Generative deep learning (part 1/2)

Ch 8 is the last chapter with practical applications in Deep Learning with Python (DLP). It includes 5 examples to showcase how DL can be used for creativity purposes. This post goes over the first 3 examples.  

Ex 1: Text Generation

The first example trains a DL model on some writings of Nietzsche and then creates Nietzsche-style texts on its own. Basically, the model predicts the next token using the previous tokens as input. This type of model is called language model

Here, token is defined as a character. For instance, after seeing “I have a ca”, the model will try to predict the next character, which can be ‘n’, ‘r’, ‘t’, etc. Each of these characters is associated with a probability. Therefore, the output layer of our model is a softmax function over all the possible characters. Also, one-hot encoding of characters instead of words is used. We call this model character-level neural language model.  

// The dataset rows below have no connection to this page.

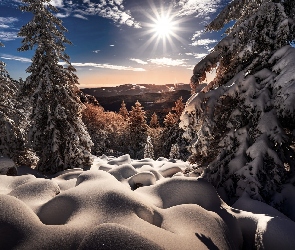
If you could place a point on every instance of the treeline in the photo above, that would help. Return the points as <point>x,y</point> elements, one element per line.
<point>44,124</point>
<point>127,132</point>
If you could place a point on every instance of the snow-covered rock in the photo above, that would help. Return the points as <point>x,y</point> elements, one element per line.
<point>98,209</point>
<point>7,166</point>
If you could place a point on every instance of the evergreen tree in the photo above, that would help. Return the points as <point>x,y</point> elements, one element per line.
<point>12,122</point>
<point>174,152</point>
<point>137,131</point>
<point>149,148</point>
<point>154,123</point>
<point>241,131</point>
<point>58,134</point>
<point>172,133</point>
<point>123,111</point>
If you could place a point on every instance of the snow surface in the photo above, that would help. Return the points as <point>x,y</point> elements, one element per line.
<point>122,203</point>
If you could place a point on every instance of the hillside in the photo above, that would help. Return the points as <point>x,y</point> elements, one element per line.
<point>154,98</point>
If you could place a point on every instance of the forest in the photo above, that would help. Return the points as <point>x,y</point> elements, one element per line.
<point>219,173</point>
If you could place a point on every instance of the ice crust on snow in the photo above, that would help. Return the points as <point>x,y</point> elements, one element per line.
<point>132,208</point>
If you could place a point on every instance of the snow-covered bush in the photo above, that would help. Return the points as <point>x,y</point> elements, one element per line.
<point>241,124</point>
<point>149,149</point>
<point>58,134</point>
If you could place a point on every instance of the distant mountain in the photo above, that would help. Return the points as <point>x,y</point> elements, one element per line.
<point>154,98</point>
<point>134,89</point>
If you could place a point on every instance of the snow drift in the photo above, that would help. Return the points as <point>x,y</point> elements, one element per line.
<point>122,203</point>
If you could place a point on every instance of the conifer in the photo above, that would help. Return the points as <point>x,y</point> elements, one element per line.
<point>58,134</point>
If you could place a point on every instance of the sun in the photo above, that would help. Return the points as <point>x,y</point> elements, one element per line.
<point>163,26</point>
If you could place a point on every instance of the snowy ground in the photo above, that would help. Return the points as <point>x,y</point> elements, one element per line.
<point>126,204</point>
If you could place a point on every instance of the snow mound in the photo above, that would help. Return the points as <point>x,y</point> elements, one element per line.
<point>130,205</point>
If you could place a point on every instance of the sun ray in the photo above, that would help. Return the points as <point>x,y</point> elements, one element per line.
<point>161,28</point>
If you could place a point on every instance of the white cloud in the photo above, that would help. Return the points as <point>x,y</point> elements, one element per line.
<point>203,42</point>
<point>7,20</point>
<point>111,9</point>
<point>168,61</point>
<point>60,15</point>
<point>197,7</point>
<point>7,23</point>
<point>15,58</point>
<point>107,66</point>
<point>196,55</point>
<point>8,36</point>
<point>198,33</point>
<point>138,61</point>
<point>57,3</point>
<point>80,16</point>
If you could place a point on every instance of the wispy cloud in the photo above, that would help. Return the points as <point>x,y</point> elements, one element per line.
<point>57,3</point>
<point>7,23</point>
<point>108,66</point>
<point>138,61</point>
<point>15,58</point>
<point>80,16</point>
<point>196,55</point>
<point>168,61</point>
<point>203,42</point>
<point>8,36</point>
<point>110,9</point>
<point>197,34</point>
<point>197,7</point>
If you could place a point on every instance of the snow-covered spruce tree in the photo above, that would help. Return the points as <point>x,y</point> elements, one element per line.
<point>123,111</point>
<point>154,122</point>
<point>12,134</point>
<point>241,125</point>
<point>58,134</point>
<point>137,131</point>
<point>174,152</point>
<point>172,133</point>
<point>149,148</point>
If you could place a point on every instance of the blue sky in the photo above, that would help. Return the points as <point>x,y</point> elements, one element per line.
<point>121,41</point>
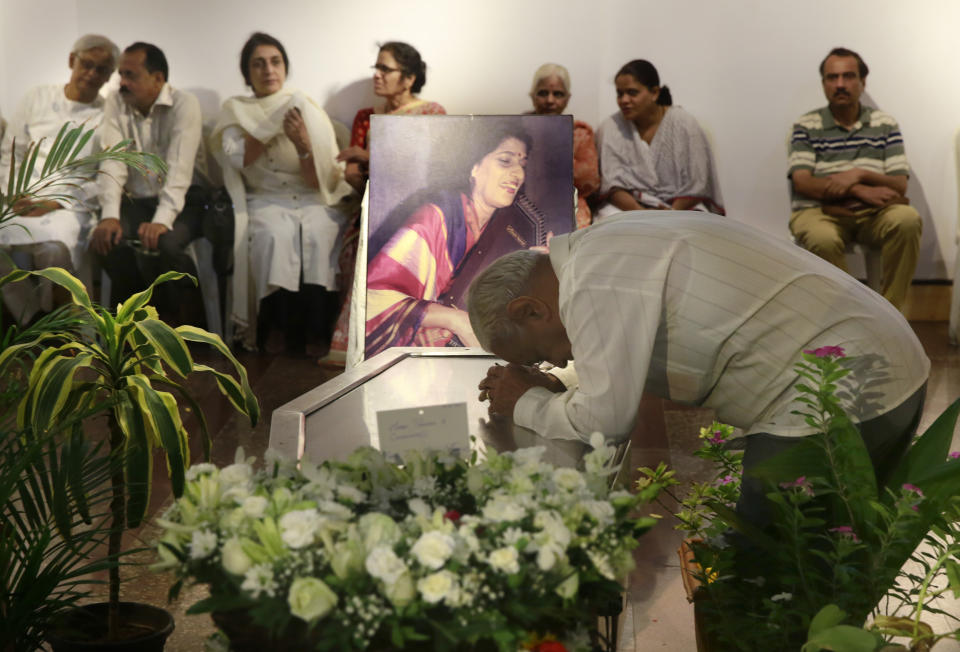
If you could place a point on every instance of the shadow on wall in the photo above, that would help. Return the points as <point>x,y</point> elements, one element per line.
<point>931,264</point>
<point>344,103</point>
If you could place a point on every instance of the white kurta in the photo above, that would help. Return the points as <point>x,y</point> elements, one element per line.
<point>41,114</point>
<point>283,227</point>
<point>710,312</point>
<point>678,161</point>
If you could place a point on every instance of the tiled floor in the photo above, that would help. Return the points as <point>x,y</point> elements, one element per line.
<point>657,616</point>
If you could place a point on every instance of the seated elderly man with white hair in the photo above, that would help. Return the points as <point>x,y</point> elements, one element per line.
<point>697,311</point>
<point>53,234</point>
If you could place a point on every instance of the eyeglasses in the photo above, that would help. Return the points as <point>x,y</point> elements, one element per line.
<point>386,70</point>
<point>101,70</point>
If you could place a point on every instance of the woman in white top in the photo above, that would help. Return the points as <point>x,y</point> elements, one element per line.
<point>278,152</point>
<point>654,154</point>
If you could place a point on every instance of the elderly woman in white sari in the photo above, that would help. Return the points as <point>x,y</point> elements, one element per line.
<point>654,154</point>
<point>278,153</point>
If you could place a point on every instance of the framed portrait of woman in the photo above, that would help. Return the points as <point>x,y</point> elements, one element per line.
<point>448,195</point>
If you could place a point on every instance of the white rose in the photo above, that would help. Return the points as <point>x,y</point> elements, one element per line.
<point>347,558</point>
<point>236,474</point>
<point>568,587</point>
<point>309,598</point>
<point>568,479</point>
<point>419,507</point>
<point>297,528</point>
<point>383,564</point>
<point>600,510</point>
<point>547,556</point>
<point>378,529</point>
<point>503,508</point>
<point>336,510</point>
<point>259,580</point>
<point>433,549</point>
<point>402,592</point>
<point>202,543</point>
<point>254,506</point>
<point>553,529</point>
<point>233,558</point>
<point>352,494</point>
<point>505,560</point>
<point>436,586</point>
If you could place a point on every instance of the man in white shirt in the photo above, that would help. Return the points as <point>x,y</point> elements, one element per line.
<point>52,233</point>
<point>697,311</point>
<point>146,225</point>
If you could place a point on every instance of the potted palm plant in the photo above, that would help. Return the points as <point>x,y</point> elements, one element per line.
<point>129,366</point>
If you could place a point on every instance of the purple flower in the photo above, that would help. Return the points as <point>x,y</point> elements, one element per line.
<point>800,483</point>
<point>915,489</point>
<point>826,351</point>
<point>847,531</point>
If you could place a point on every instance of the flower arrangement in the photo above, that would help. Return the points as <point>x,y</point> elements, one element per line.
<point>435,552</point>
<point>829,572</point>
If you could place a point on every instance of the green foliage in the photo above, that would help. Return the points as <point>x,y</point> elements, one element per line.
<point>53,504</point>
<point>128,366</point>
<point>64,168</point>
<point>835,550</point>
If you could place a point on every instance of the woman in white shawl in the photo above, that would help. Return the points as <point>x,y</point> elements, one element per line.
<point>278,154</point>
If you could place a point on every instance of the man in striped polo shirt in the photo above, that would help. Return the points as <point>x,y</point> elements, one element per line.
<point>849,178</point>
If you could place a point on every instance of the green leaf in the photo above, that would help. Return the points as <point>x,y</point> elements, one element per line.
<point>929,451</point>
<point>842,638</point>
<point>168,344</point>
<point>138,461</point>
<point>953,576</point>
<point>163,419</point>
<point>829,616</point>
<point>249,406</point>
<point>67,281</point>
<point>140,299</point>
<point>50,385</point>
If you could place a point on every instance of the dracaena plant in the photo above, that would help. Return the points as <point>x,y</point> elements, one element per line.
<point>130,366</point>
<point>54,492</point>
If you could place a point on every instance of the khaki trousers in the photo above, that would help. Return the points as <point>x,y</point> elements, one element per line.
<point>895,230</point>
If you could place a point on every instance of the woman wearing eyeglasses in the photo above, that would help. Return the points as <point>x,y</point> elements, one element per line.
<point>278,153</point>
<point>398,75</point>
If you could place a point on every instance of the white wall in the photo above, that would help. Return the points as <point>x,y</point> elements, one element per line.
<point>745,68</point>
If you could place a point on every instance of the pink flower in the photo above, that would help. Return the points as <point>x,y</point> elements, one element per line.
<point>915,489</point>
<point>847,531</point>
<point>800,483</point>
<point>826,351</point>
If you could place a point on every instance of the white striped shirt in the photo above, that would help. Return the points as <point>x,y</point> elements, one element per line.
<point>710,313</point>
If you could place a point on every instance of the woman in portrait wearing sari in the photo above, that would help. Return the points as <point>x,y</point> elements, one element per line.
<point>428,249</point>
<point>278,154</point>
<point>654,154</point>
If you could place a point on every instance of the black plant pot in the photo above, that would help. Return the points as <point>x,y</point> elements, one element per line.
<point>143,628</point>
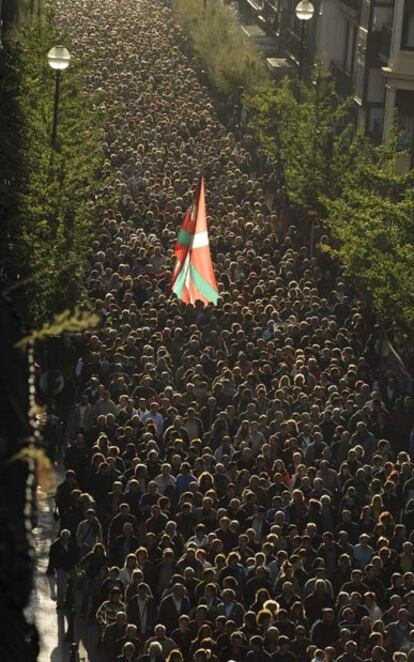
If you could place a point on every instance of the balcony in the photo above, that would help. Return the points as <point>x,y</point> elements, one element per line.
<point>343,80</point>
<point>352,7</point>
<point>292,45</point>
<point>384,45</point>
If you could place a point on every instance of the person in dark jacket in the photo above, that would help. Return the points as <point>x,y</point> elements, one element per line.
<point>172,607</point>
<point>257,652</point>
<point>325,631</point>
<point>142,611</point>
<point>124,544</point>
<point>63,556</point>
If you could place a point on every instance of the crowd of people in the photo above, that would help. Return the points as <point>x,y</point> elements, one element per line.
<point>239,478</point>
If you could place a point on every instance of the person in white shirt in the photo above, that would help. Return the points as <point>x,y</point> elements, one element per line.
<point>165,479</point>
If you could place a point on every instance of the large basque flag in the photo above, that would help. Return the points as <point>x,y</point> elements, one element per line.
<point>193,277</point>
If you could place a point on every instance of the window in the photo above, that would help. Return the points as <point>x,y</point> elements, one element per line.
<point>407,40</point>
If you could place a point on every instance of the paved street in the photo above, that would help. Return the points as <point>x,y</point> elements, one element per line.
<point>51,625</point>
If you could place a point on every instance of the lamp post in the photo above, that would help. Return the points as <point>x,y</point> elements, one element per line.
<point>58,58</point>
<point>304,12</point>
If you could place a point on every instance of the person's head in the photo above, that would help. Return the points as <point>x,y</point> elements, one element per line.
<point>155,649</point>
<point>115,595</point>
<point>183,622</point>
<point>64,536</point>
<point>121,619</point>
<point>160,631</point>
<point>175,656</point>
<point>128,650</point>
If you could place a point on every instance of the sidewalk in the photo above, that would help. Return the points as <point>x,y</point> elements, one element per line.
<point>52,625</point>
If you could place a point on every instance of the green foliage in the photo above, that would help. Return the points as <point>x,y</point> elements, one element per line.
<point>306,136</point>
<point>352,184</point>
<point>373,224</point>
<point>47,194</point>
<point>65,322</point>
<point>230,59</point>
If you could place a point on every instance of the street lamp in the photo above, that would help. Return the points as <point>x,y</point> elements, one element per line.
<point>58,59</point>
<point>304,12</point>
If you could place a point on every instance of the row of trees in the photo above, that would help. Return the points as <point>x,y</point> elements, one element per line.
<point>49,196</point>
<point>229,58</point>
<point>361,199</point>
<point>324,164</point>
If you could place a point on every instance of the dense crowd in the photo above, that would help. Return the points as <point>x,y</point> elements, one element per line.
<point>239,479</point>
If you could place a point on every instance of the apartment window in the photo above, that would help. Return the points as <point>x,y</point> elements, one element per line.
<point>349,47</point>
<point>407,41</point>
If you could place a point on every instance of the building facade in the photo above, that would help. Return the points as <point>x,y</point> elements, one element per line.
<point>369,47</point>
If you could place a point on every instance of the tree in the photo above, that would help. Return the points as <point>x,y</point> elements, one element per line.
<point>230,59</point>
<point>372,223</point>
<point>304,129</point>
<point>49,198</point>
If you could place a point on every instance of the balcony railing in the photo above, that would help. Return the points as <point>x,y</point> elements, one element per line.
<point>353,5</point>
<point>385,41</point>
<point>343,80</point>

Our language model uses stochastic sampling to pick the next character. It means the model randomly samples the character from the probability distribution of the next character. To control for the amount of randomness, we use a parameter called softmax temperature. A high temperature generates more surprising and interesting texts while a low temperature generates more realistic, predictable, but repetitive texts. 

The texts generated by our model can be seen here. The Python script provided in the book has a mistake. I corrected this mistake and you can see the correction in my Python code. 

Ex 2: DeepDream

Deep Dream is an artistic image modification technique. Its algorithm is similar to the one we used to visualize convnet filters in Ch 5. 

In other words, it uses gradient ascent on the input to the convnet. 

However, the two differ in three aspects. First, DeepDream tries to maximize activation of entire layers, not a specific filter. Second, DeepDream starts with an existing image, instead of a blank sheet. Third, input images in DeepDream are processed at different scales or octaves to improve the quality of visualization. 

Here we applied higher layers of the Inception V3 model with pre-trained ImageNet weights to a picture of earth. Detailed Python code can be found here. The left image is the original picture of earth. The right image is the earth modified by DeepDream.

Earth: Original and Dream


Ex 3: Neural Style Transfer

In this example, we apply the style of a reference image to the content of a target image. The figure below shows what we did: target image + style-reference image = generated image. See here for detailed Python code. This technique is called neural style transfer

Transfer of a Temple Picture to Picasso Style

Generally speaking, the algorithm consists of computing and minimizing a final loss function which is a weighted average of 3 specific losses. The 1st loss is content loss. It’s the L2 norm btw the activations of a pre-trained convnet (e.g., VGG19 here) upper layer computed over the target image, and the activations of the same layer computed over the generated image. This ensures the generated image looks similar to the target image. 

The 2nd loss is style loss. It uses the Gram matrix of a layer’s activations, that is, the inner product of the feature maps of a given layer. Instead of using a single layer as in our content loss, the style loss is the L2 norm btw the Gram matrix of multiple layers computed over the style-reference image and the generated image. This ensures the textures of the generated image looks similar to the style-reference image. 

The 3rd loss is total variation loss. It’s the L2 norm btw pixels of the generated image. This ensures the spatial continuity of the generated image and avoids overly pixelated results.